Tuesday, December 23, 2008

Bits and pieces

Feeling much better today. Did some yoga last night...MUCH needed. Good lord..WHY dont I do that every day?? I always feel so much better! Grrr!

Yesterday morning was well..stressful. I had to spend almost $750 on the car that I paid $800 to buy...the 2 front CV axle joint thingys had been busted for a couple months...and Id started hearing some new noises Friday, so had transferred my security blanket of money in savings to my checking to pay for whatever was needed. I took it to my local mechanic...and well, it wasnt the CV joints that were making the noises, it was my brakes...the rotors had gone bad, I recalled theyd told me theyd need to be replaced in the next 6 months..about 6 months ago...so, it was time. I had the money...and even though it was soooo stressful to be spending so much money to get everything fixed...I was also being stressed by worrying when the CV joints were gonna go (the tire guy had pointed them out a couple months ago, so it was just waiting to happen)...so I said, fix it all..and change the oil, its overdue.

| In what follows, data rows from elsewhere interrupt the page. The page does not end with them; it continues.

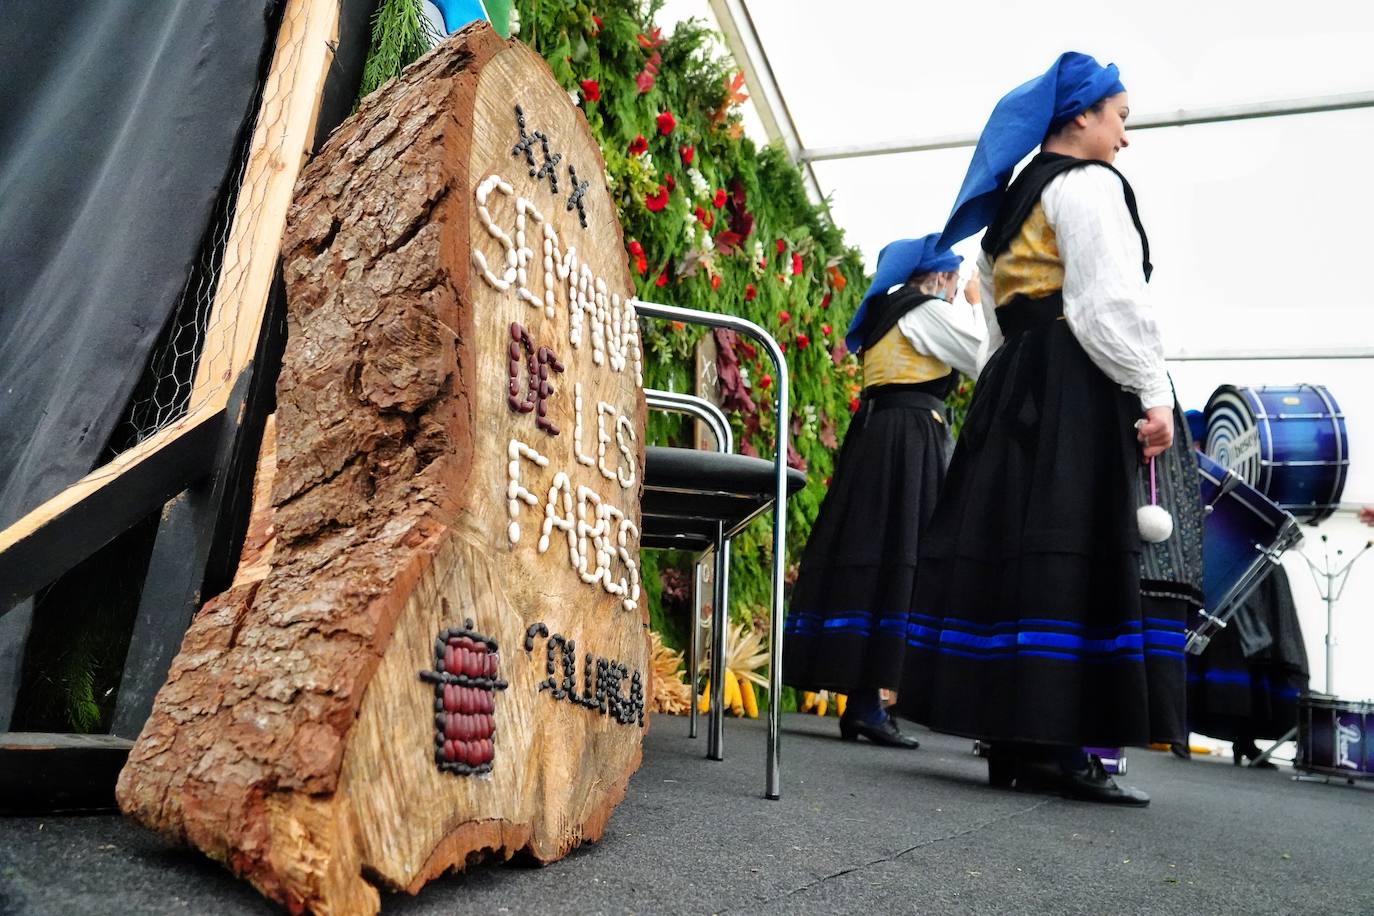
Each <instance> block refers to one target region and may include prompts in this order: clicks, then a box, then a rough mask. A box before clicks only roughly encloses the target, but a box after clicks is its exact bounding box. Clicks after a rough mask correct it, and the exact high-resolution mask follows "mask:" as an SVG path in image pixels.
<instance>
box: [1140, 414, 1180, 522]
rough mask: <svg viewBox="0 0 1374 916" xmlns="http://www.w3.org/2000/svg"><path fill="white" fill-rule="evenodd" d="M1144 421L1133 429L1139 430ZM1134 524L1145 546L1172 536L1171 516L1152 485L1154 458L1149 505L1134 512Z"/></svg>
mask: <svg viewBox="0 0 1374 916" xmlns="http://www.w3.org/2000/svg"><path fill="white" fill-rule="evenodd" d="M1143 424H1145V420H1139V422H1138V423H1136V424H1135V427H1136V428H1140V426H1143ZM1135 523H1136V526H1138V527H1139V529H1140V540H1142V541H1145V542H1146V544H1162V542H1164V541H1167V540H1169V536H1171V534H1173V516H1172V515H1169V511H1168V509H1167V508H1164V507H1162V505H1160V494H1158V490H1157V489H1156V485H1154V456H1151V457H1150V504H1149V505H1142V507H1140V508H1138V509H1136V511H1135Z"/></svg>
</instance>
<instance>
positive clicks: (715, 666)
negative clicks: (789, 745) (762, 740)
mask: <svg viewBox="0 0 1374 916" xmlns="http://www.w3.org/2000/svg"><path fill="white" fill-rule="evenodd" d="M635 309H636V312H638V313H639V314H640V316H642V317H653V319H665V320H671V321H684V323H690V324H698V325H705V327H720V328H728V330H731V331H735V332H736V334H743V335H746V336H750V338H753V339H756V341H757V342H758V343H760V345H761V346H763V349H764V352H767V353H768V357H769V358H771V360H772V363H774V371H775V379H776V383H775V390H774V397H775V407H776V411H778V412H776V415H775V416H779V417H787V416H789V408H787V386H789V383H787V361H786V358H785V357H783V353H782V349H780V347H779V346H778V342H776V341H774V339H772V336H771V335H769V334H768V332H767V331H764V330H763V328H761V327H758V325H757V324H754V323H753V321H749V320H746V319H741V317H736V316H732V314H717V313H713V312H701V310H697V309H684V308H680V306H673V305H662V304H657V302H642V301H636V302H635ZM654 396H655V398H657V400H660V402H661V404H665V409H683V411H686V412H694V411H695V409H703V408H701V407H699V404H692V401H701V400H699V398H692V401H688V400H687V398H688V397H691V396H682V394H673V393H666V391H655V393H654ZM646 397H647V394H646ZM665 398H666V400H665ZM669 401H671V402H672V405H671V407H666V404H668V402H669ZM712 409H713V411H714V413H716V415H717V416H714V417H712V419H706V417H705V416H703V417H702V419H706V423H708V426H712V427H713V431H716V430H714V424H716V423H719V422H720V420H723V419H724V415H721V413H720V411H719V408H714V407H713V405H712ZM703 413H710V411H705V409H703ZM787 433H789V430H787V423H786V422H783V423H778V441H776V444H775V455H774V459H772V461H765V460H763V459H752V457H747V456H742V455H731V453H723V452H716V453H712V452H698V450H697V449H666V448H649V449H647V453H646V457H644V496H643V500H642V504H640V511H642V515H643V525H642V529H643V534H642V537H640V545H642V547H647V548H650V549H654V548H673V547H675V548H682V549H695V551H697V552H701V551H703V549H706V548H708V547H710V548H712V549H714V569H716V575H714V593H716V602H714V606H713V608H712V611H713V617H712V619H713V626H712V665H710V692H712V696H710V720H709V732H708V739H706V754H708V757H709V758H712V759H723V753H721V746H723V736H724V698H723V694H724V658H725V619H727V615H725V604H727V602H728V581H730V580H728V575H730V566H728V556H730V553H728V551H730V538H731V537H732V536H734V534H736V533H738V531H739V530H741V529H742V527H743V526H745V525H747V523H749V522H750V520H753V519H754V518H756V516H757V515H760V514H761V512H764V511H767V509H768V508H769V507H772V509H774V523H772V600H771V603H769V612H768V630H769V639H768V714H767V724H768V759H767V788H765V797H767V798H771V799H776V798H780V797H782V777H780V766H779V743H780V742H779V739H780V713H782V707H780V694H782V628H783V607H782V600H783V573H785V570H786V567H787V563H786V560H787V547H786V544H787V541H786V529H787V518H786V516H787V514H786V501H787V494H789V493H790V492H796V490H797V489H801V486H804V485H805V475H804V474H801V472H798V471H790V468H787ZM724 434H725V435H728V424H727V426H725V428H724ZM721 441H727V439H723V438H720V434H719V433H717V448H719V445H720V442H721ZM694 629H695V628H694ZM694 639H695V634H694ZM692 659H694V661H692V667H694V666H695V652H694V654H692ZM694 714H695V705H694V706H692V715H694ZM690 729H691V732H692V733H695V726H694V725H691V726H690Z"/></svg>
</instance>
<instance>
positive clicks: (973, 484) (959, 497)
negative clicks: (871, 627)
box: [899, 52, 1202, 805]
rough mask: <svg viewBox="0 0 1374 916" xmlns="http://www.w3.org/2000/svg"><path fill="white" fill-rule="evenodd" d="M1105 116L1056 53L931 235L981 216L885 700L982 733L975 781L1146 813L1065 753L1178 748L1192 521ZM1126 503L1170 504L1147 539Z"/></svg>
mask: <svg viewBox="0 0 1374 916" xmlns="http://www.w3.org/2000/svg"><path fill="white" fill-rule="evenodd" d="M1128 113H1129V108H1128V104H1127V95H1125V89H1124V87H1123V85H1121V82H1120V77H1118V73H1117V69H1116V66H1106V67H1103V66H1101V65H1098V62H1096V60H1094V59H1092V58H1090V56H1087V55H1081V54H1074V52H1069V54H1065V55H1062V56H1061V58H1059V59H1058V60H1055V63H1054V66H1051V67H1050V70H1048V71H1047V73H1046V74H1044V76H1041V77H1039V78H1036V80H1032V81H1031V82H1026V84H1025V85H1022V87H1020V88H1017V89H1014V91H1013V92H1011V93H1009V95H1007V96H1006V98H1003V99H1002V100H1000V102H999V103H998V106H996V108H995V110H993V113H992V117H991V119H989V121H988V125H987V128H985V129H984V132H982V136H981V137H980V140H978V147H977V150H976V151H974V155H973V163H971V166H970V169H969V174H967V177H966V179H965V184H963V188H962V190H960V192H959V199H958V202H956V203H955V209H954V211H952V214H951V217H949V222H948V225H947V227H945V231H944V233H943V235H941V244H952V243H955V242H958V240H959V239H963V238H967V236H970V235H973V233H974V232H977V231H980V229H982V228H984V227H987V233H985V235H984V239H982V255H981V258H980V271H981V273H982V277H984V290H982V305H984V310H985V313H987V314H988V321H989V327H988V345H989V352H991V357H989V358H988V363H987V365H984V368H982V375H981V378H980V380H978V387H977V390H976V391H974V398H973V404H971V405H970V409H969V416H967V419H966V422H965V426H963V430H962V433H960V438H959V446H958V448H956V449H955V455H954V460H952V464H951V467H949V472H948V477H947V479H945V488H944V490H943V493H941V500H940V504H938V507H937V508H936V514H934V516H933V518H932V520H930V525H929V527H927V530H926V533H925V536H923V538H922V544H921V564H919V575H918V578H916V596H918V602H916V611H918V612H916V614H915V615H912V617H914V625H912V628H911V630H910V643H911V647H912V648H911V654H908V656H907V663H905V667H904V669H903V683H901V688H900V699H899V711H901V713H903V714H904V715H910V717H911V718H914V720H916V721H919V722H923V724H926V725H930V726H932V728H934V729H937V731H944V732H952V733H956V735H967V736H973V737H978V739H984V740H985V742H988V743H989V746H991V751H989V758H988V773H989V781H991V783H993V784H1002V786H1006V784H1011V783H1015V784H1017V786H1020V787H1031V788H1050V790H1058V791H1062V792H1065V794H1068V795H1072V797H1077V798H1084V799H1090V801H1099V802H1114V803H1127V805H1146V803H1149V795H1146V794H1145V792H1142V791H1139V790H1134V788H1128V787H1118V786H1117V784H1116V783H1114V781H1113V780H1112V779H1110V777H1109V776H1107V775H1106V772H1105V770H1103V768H1102V762H1101V761H1099V759H1096V758H1095V757H1088V755H1085V754H1084V753H1083V750H1081V748H1083V747H1084V746H1107V747H1112V746H1127V744H1147V743H1151V742H1171V743H1172V742H1176V740H1186V735H1187V729H1186V724H1184V659H1183V644H1184V623H1186V621H1187V619H1189V617H1190V615H1191V614H1193V610H1194V608H1197V607H1200V606H1201V588H1200V586H1201V530H1202V515H1201V507H1200V504H1198V481H1197V467H1195V464H1194V459H1193V457H1191V455H1190V452H1189V445H1187V435H1186V433H1183V430H1184V428H1186V426H1184V423H1183V417H1182V412H1180V411H1179V409H1178V407H1176V402H1175V397H1173V390H1172V385H1171V382H1169V376H1168V374H1167V372H1165V367H1164V350H1162V345H1161V342H1160V334H1158V328H1157V325H1156V320H1154V309H1153V306H1151V305H1150V297H1149V287H1147V286H1146V282H1147V280H1149V277H1150V262H1149V242H1147V240H1146V235H1145V229H1143V227H1142V224H1140V217H1139V213H1138V211H1136V206H1135V195H1134V192H1132V191H1131V185H1129V184H1128V183H1127V181H1125V179H1124V177H1123V176H1121V173H1118V172H1117V170H1116V169H1114V168H1113V166H1112V165H1110V163H1112V162H1113V161H1114V158H1116V154H1117V152H1118V151H1120V150H1121V148H1124V147H1125V146H1127V143H1128V141H1127V136H1125V118H1127V115H1128ZM1037 144H1039V146H1040V154H1039V155H1036V157H1035V158H1033V159H1031V162H1029V163H1028V165H1026V166H1025V169H1022V172H1021V173H1020V176H1018V177H1017V180H1015V181H1014V183H1011V184H1010V187H1009V185H1007V181H1009V179H1010V177H1011V170H1013V168H1014V166H1015V165H1017V163H1018V162H1020V161H1021V159H1022V158H1025V157H1026V155H1028V154H1029V152H1032V151H1033V150H1035V147H1036V146H1037ZM1150 459H1153V463H1150V464H1147V461H1149V460H1150ZM1150 501H1157V503H1158V504H1160V505H1161V507H1164V508H1165V509H1167V511H1169V512H1172V529H1173V530H1172V534H1168V533H1165V531H1154V533H1151V537H1158V536H1160V534H1168V536H1167V540H1164V541H1162V542H1158V544H1150V542H1146V541H1145V540H1143V537H1142V530H1143V525H1140V523H1138V509H1139V508H1140V507H1142V505H1145V504H1147V503H1150ZM1153 511H1154V512H1156V514H1158V509H1153ZM1165 520H1167V519H1165Z"/></svg>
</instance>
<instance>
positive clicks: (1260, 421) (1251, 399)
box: [1204, 382, 1351, 523]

So, after being stressed and crying and feeling like I was gonna lose it all and never be able to do the things I wanted cause I just couldnt hang on to money..and didnt seem to ever be able to do anything BIG that I dreamed about and...*breathing* and...how was I ever gonna get to Italy like this...

I realized that I needed to stop the snowball.

So I did...allowed myself to feel the stress and anxiety..but..I countered it with examples of when Id felt the same way...and it worked out..extra money came in..or something happened to ease the pressure.

And, I got home from my evening appointments...ate some cereal...and plopped down in the livingroom and did my evening stress relief yoga DVD. And was amazed at how just a 20 minute not very hard yoga DVD could make me feel wonderful and relaxed.

I read an article in the latest Yoga Journal- Decembers issue is about anxiety and stress- BTW- about how when we are in a constant state of stress, our fight or flight nervous system runs on overdrive.Which makes it even harder for us to relax. Little things, like loud noises, or even sudden movements, can trigger a HUGE stress response- cortisol and adrenaline release...not good for our bodies. Because the fight or flight thing is running in overdrive. To counter it...we need some yoga with exertion...like Warrior poses, and forward bends and twists. These poses activate your fight or flight too, but, in a gentle more cnstructive way. When you add the deep breathing and a bit of meditation to your yoga...you activate the calming nervous system. All this leads to you being able to fully and more deeply relax.

It does take a while to learn to be still. I still struggle. And, I can usually relax deeper in class than I can at home..which Ive heard is common..maybe because we set aside that time in the studio more fully..as in there are no distractions..TV, cell phone, family...it is more truly *our* time.

Today...I was looking at my schedule for the next week..and yeah, its busy...but not too bad.

And...then I looked at the total Im earning for the month with each company.

Im earning basically 2 months pay. In one month.

I will have my security blanket back..and then some.


I teared up..feeling sooo grateful...and looked up...said "Thank you, Universe...I will try not to worry." Then I laughed,as I felt a "Yeah right- we know better" come back...but not in a cynical bad way...in an affectionate friendly way. I teared up again, and laughed again..and said " Ok, we know that aint gonna happen...I will try to not worry so *much*- hows that sound?"

The Universe was okay with that. :)

And so am I.

And I just got a call from another person about cleaning her house every 3 weeks.